Nonostante le continue smentite verbali del ministero degli interni e governo spagnoli e il silenzio dei mass media, la tortura nei confronti di presunti militanti di ETA o della sinistra indipendentista basca continua. Oggi in una conferenza stampa, avvocati e familiari delle 9 persone arrestate in questi ultimi giorni dalla Ertzatntza, la polizia autonoma basca, a Ondarroa ed in altre località basche, accusate di fare parte di un “commando legale” di ETA., hanno accusato l’Audiencia Nacional di essere un “tribunale di guerra” poiché applicando l’isolamento agli arrestati “permette la tortura per conseguire da loro auto accuse ”. Allo stesso modo si afferma che il nuovo dipartimento “antiterrorista” della Ertzantza, la polizia autonoma basca, “tortura agli ordini di Ares”, il ministro degli Interni basco.  L’avvocato Alfonso Zenon, ha ricordato che L’Audiencia Nacional aveva espulso gli avvocati di fiducia asserendo che già contavano con avvocati d’ufficio e che la causa era coperta da segreto istruttorio, quando i giornali spagnoli pubblicavano notizie sulle presunte prove ed accuse nei confronti degli arrestati.

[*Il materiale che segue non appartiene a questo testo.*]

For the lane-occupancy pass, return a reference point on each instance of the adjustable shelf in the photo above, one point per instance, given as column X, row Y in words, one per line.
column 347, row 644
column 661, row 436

Intanto il pubblico ministero nel processo in corso presso l’Audiencia Provincial di Guipukoa, ha formalmente accusato 10 guardia civiles di “torture e maltrattamenti” nei confronti di due presunti militanti di ETA  Igor Portu e Mattin Sarasola durante il loro arresto avvenuto il 6 gennaio del 2008. Allora le denuncie di torture vennero alla luce per il ricovero in ospedale  di uno dei due arrestati a causa  delle lesioni subite durante gli interrogatori. Il Ministro degli Interni Rubalcaba, dichiarò allora, nonostante le evidenze del caso, di prendere per buone le motivazioni della Guardia Civil, che attribuì le lesioni ai due arrestati alla resistenza che avrebbero opposto al loro arresto.